Most buyers and sellers believe the real estate “deal” is negotiated at the signing of the contract. By that point, the counteroffers have been made and the back and forth has happened, so it’s easy to assume that the deal will go on auto-pilot until closing.  Not so fast… Its time for home inspection repair negotiations!

The reality though is that in many cases the deal-making and negotiations only started at the contract signing. Even in more competitive real estate markets, negotiations still happen once in escrow.


For example, maybe the HVAC system has some issues – may prompt you to seek a credit. But where do you go from there?

Here are three tips for negotiating repairs after a home inspection.

Ask for a credit for the work to be done

1. The sellers are on their way out.
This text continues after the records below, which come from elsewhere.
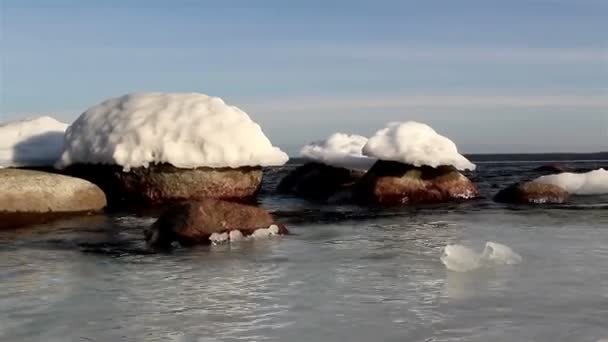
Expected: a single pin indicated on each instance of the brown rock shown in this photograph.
(192, 223)
(532, 192)
(28, 194)
(389, 182)
(553, 169)
(318, 181)
(163, 182)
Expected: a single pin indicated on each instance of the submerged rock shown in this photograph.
(194, 222)
(389, 182)
(27, 193)
(553, 169)
(163, 182)
(532, 192)
(318, 181)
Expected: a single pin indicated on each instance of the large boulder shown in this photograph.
(159, 183)
(318, 181)
(26, 193)
(389, 182)
(532, 193)
(194, 222)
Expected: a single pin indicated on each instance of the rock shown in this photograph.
(27, 193)
(162, 182)
(389, 182)
(193, 222)
(553, 168)
(532, 192)
(318, 181)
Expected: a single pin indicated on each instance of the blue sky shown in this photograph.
(494, 76)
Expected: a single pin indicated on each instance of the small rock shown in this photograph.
(196, 222)
(27, 193)
(532, 193)
(316, 181)
(389, 182)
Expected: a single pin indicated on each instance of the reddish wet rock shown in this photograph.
(193, 222)
(389, 182)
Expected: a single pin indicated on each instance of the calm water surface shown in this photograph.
(346, 274)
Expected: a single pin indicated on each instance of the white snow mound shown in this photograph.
(339, 150)
(186, 130)
(460, 258)
(31, 142)
(590, 183)
(416, 144)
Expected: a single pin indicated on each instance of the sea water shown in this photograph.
(474, 271)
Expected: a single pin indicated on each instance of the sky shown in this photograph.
(495, 76)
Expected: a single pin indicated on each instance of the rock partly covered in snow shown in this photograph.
(25, 193)
(196, 222)
(532, 193)
(186, 130)
(160, 183)
(590, 183)
(320, 182)
(390, 182)
(339, 150)
(31, 142)
(416, 144)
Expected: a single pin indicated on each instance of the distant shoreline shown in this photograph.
(524, 157)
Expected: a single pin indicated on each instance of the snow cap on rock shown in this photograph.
(186, 130)
(31, 142)
(416, 144)
(339, 150)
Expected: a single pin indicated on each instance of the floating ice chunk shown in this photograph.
(339, 150)
(261, 233)
(416, 144)
(273, 229)
(590, 183)
(31, 142)
(460, 258)
(236, 235)
(217, 238)
(500, 254)
(186, 130)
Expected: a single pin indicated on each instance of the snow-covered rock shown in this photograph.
(416, 144)
(186, 130)
(27, 194)
(395, 183)
(339, 150)
(31, 142)
(590, 183)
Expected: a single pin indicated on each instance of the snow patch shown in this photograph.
(186, 130)
(236, 235)
(416, 144)
(460, 258)
(31, 142)
(339, 150)
(590, 183)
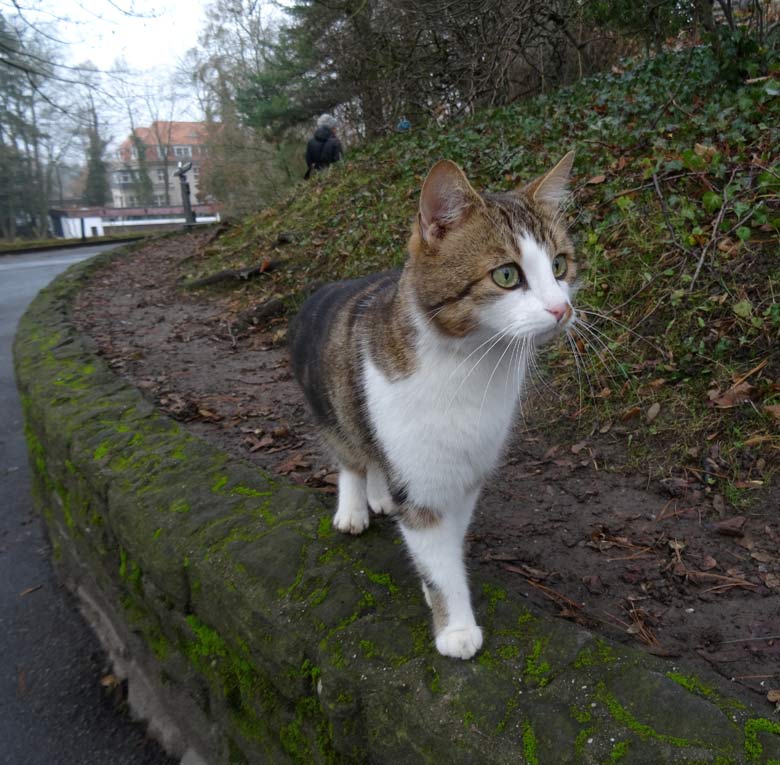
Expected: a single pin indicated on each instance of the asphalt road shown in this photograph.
(53, 708)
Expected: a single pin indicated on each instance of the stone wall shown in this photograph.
(251, 632)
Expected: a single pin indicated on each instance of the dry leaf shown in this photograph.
(734, 396)
(629, 414)
(652, 412)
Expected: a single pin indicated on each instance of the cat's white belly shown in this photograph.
(442, 435)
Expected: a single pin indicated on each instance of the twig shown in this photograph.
(714, 236)
(665, 212)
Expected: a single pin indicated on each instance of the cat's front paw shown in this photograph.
(459, 642)
(351, 520)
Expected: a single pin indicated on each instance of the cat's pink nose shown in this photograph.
(560, 312)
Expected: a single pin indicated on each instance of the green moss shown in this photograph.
(382, 579)
(694, 685)
(529, 744)
(511, 705)
(644, 731)
(753, 748)
(580, 714)
(246, 491)
(581, 741)
(535, 669)
(509, 652)
(619, 751)
(219, 483)
(179, 506)
(317, 596)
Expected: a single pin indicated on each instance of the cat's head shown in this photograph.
(495, 262)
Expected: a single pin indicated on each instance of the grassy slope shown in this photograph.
(715, 155)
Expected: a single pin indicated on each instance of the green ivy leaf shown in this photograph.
(743, 309)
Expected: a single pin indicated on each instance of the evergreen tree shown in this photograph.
(97, 191)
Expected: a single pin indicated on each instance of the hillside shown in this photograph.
(676, 214)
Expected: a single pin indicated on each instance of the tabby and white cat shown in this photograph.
(414, 377)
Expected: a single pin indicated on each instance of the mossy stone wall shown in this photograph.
(257, 634)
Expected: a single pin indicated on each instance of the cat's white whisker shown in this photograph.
(498, 339)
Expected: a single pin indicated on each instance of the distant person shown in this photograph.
(324, 148)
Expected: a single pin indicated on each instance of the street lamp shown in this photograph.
(189, 215)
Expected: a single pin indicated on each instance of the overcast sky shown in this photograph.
(153, 34)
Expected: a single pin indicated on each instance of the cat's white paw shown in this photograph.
(351, 511)
(351, 519)
(460, 643)
(379, 498)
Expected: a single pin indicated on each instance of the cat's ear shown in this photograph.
(551, 188)
(446, 200)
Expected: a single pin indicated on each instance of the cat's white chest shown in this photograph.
(443, 428)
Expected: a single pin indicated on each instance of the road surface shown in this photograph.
(53, 709)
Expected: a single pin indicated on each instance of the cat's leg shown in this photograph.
(436, 543)
(352, 509)
(379, 498)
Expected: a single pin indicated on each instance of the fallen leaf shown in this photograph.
(708, 563)
(629, 414)
(731, 527)
(593, 584)
(653, 411)
(297, 460)
(702, 150)
(734, 396)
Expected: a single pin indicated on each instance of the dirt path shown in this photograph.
(642, 560)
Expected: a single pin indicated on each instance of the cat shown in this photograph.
(414, 377)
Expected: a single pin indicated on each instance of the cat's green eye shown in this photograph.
(507, 276)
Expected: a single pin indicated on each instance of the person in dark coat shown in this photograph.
(324, 148)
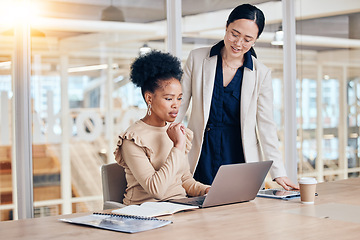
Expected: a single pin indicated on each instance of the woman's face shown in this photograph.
(239, 37)
(165, 102)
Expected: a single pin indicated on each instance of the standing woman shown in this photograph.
(153, 150)
(232, 101)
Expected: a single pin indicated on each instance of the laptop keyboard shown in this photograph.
(196, 200)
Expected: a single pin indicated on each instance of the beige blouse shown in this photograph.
(155, 170)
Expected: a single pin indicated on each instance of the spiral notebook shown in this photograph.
(120, 223)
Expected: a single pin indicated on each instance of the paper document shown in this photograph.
(153, 209)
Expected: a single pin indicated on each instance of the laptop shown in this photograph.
(233, 183)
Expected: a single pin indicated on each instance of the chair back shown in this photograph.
(113, 182)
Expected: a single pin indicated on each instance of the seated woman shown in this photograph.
(153, 151)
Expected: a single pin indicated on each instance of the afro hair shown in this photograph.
(148, 70)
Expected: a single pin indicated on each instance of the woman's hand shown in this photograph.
(286, 183)
(176, 132)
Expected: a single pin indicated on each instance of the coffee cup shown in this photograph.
(307, 190)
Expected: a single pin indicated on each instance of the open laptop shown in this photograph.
(233, 183)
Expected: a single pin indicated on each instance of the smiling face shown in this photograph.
(165, 102)
(240, 36)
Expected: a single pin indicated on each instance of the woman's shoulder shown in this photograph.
(135, 133)
(189, 137)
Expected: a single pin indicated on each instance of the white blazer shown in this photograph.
(258, 130)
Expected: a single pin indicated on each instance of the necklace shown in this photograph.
(228, 66)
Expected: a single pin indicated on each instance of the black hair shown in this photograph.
(250, 12)
(147, 71)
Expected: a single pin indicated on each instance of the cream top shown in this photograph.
(155, 170)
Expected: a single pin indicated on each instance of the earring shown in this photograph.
(149, 109)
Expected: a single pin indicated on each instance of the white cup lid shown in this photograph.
(307, 180)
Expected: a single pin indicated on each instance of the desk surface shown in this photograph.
(261, 218)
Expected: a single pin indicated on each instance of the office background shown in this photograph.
(65, 93)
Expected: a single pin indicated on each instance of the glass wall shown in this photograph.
(81, 96)
(328, 54)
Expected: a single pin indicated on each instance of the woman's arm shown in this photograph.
(156, 183)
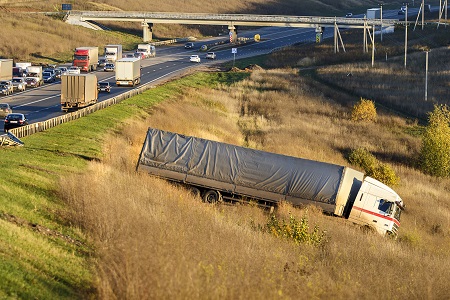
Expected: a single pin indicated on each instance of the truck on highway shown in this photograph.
(219, 171)
(128, 71)
(373, 13)
(86, 58)
(148, 50)
(35, 72)
(6, 66)
(113, 52)
(78, 91)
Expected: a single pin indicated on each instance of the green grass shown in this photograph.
(42, 255)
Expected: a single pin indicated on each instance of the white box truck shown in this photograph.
(148, 50)
(128, 71)
(113, 52)
(78, 91)
(219, 171)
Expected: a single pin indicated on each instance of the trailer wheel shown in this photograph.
(211, 196)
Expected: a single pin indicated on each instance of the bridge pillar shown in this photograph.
(232, 34)
(147, 31)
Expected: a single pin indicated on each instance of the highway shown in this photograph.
(43, 103)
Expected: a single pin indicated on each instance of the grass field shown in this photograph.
(120, 234)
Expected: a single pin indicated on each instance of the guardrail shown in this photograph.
(44, 125)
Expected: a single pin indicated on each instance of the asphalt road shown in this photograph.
(43, 103)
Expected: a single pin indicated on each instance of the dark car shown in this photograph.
(104, 87)
(15, 120)
(189, 45)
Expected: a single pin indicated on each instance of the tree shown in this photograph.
(435, 151)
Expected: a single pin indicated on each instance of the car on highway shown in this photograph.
(6, 87)
(32, 82)
(62, 71)
(73, 70)
(189, 45)
(48, 76)
(109, 67)
(5, 109)
(19, 83)
(103, 86)
(194, 58)
(210, 55)
(14, 120)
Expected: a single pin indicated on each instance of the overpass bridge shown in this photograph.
(148, 19)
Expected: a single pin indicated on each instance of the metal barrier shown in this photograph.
(44, 125)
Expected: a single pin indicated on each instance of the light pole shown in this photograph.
(406, 31)
(426, 75)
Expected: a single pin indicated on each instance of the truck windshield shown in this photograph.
(81, 57)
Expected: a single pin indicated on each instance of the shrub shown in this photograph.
(295, 230)
(435, 151)
(364, 110)
(372, 167)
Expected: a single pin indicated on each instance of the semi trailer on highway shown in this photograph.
(147, 50)
(128, 71)
(219, 171)
(86, 58)
(78, 91)
(6, 66)
(35, 72)
(113, 52)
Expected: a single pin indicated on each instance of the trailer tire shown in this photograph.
(212, 196)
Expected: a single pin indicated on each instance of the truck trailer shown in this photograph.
(128, 71)
(113, 52)
(147, 49)
(78, 91)
(86, 58)
(6, 66)
(219, 171)
(374, 13)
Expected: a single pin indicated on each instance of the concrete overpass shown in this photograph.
(148, 19)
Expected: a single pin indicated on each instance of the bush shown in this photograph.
(295, 230)
(372, 167)
(435, 151)
(364, 110)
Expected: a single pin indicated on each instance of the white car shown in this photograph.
(194, 58)
(73, 70)
(210, 55)
(19, 83)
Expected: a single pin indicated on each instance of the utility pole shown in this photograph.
(426, 75)
(406, 32)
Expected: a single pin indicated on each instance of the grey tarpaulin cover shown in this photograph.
(286, 175)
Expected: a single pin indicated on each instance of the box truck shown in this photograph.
(35, 73)
(113, 52)
(219, 171)
(147, 50)
(78, 91)
(86, 58)
(6, 66)
(374, 13)
(128, 71)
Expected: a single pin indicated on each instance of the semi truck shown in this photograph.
(35, 72)
(224, 172)
(86, 58)
(374, 13)
(6, 66)
(113, 52)
(78, 91)
(148, 50)
(128, 71)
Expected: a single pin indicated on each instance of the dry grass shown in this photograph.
(156, 241)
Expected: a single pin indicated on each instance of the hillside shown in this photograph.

If the property is moving toward closing, they’re likely packing and dreaming of their new home. The last thing they want to do is deal with repairs and work on their old home. As a result, they may not be as thorough as you, as the new owner would. They may not treat the work as a high priority. If you take a cash-back credit at close of escrow, you can use that money to complete the project yourself. Chances are you may do a better job than the seller. Finally, if you get the credit there will be less back and forth to confirm the work has been done.

2. If you know you want to renovate a bathroom within a few years, then you likely won’t care that a little bit of its floor id damaged, that there’s a leaky faucet or that the caulking needs to be redone. These things will get fixed during the future renovation. However, the repairs are still up for negotiation. Asking the seller for a credit to fix these issues will help offset some of your closing cost.

3. A good listing agent will walk the property inspection with you, your agent and the inspector. Revealing your comfort level with the home or your intentions, in the presence of the listing agent, could come back to haunt you in the further discussions or negotiations.

For example, if you mention you’re planning a gut renovation of the kitchen, the sellers will certainly hear about it. And they’re going to be less likely to offer you a credit back to repair some of the kitchen cabinets. Also, if the listing agent hears you tell the inspector that you love the home so much you don’t mind replacing the HVAC system the agent will surely let the sellers know about that.

Eyes wide open

A word of caution: You should never complete the original contract assuming that you can negotiate more as a result of the property inspections. It’s a competitive market and the property inspection comes back flawless, there’s nothing to negotiate. If you attempt to negotiate anyways to recoup what you lost in maybe an initial negotiation. You risk alienating the sellers and possibly giving them an incentive to move on to the next buyer.

A real estate transaction is never a done deal until all the money has been wired in and deed transferred. Prior to signing the real estate contract, your main concern is that you may be competing with other buyers.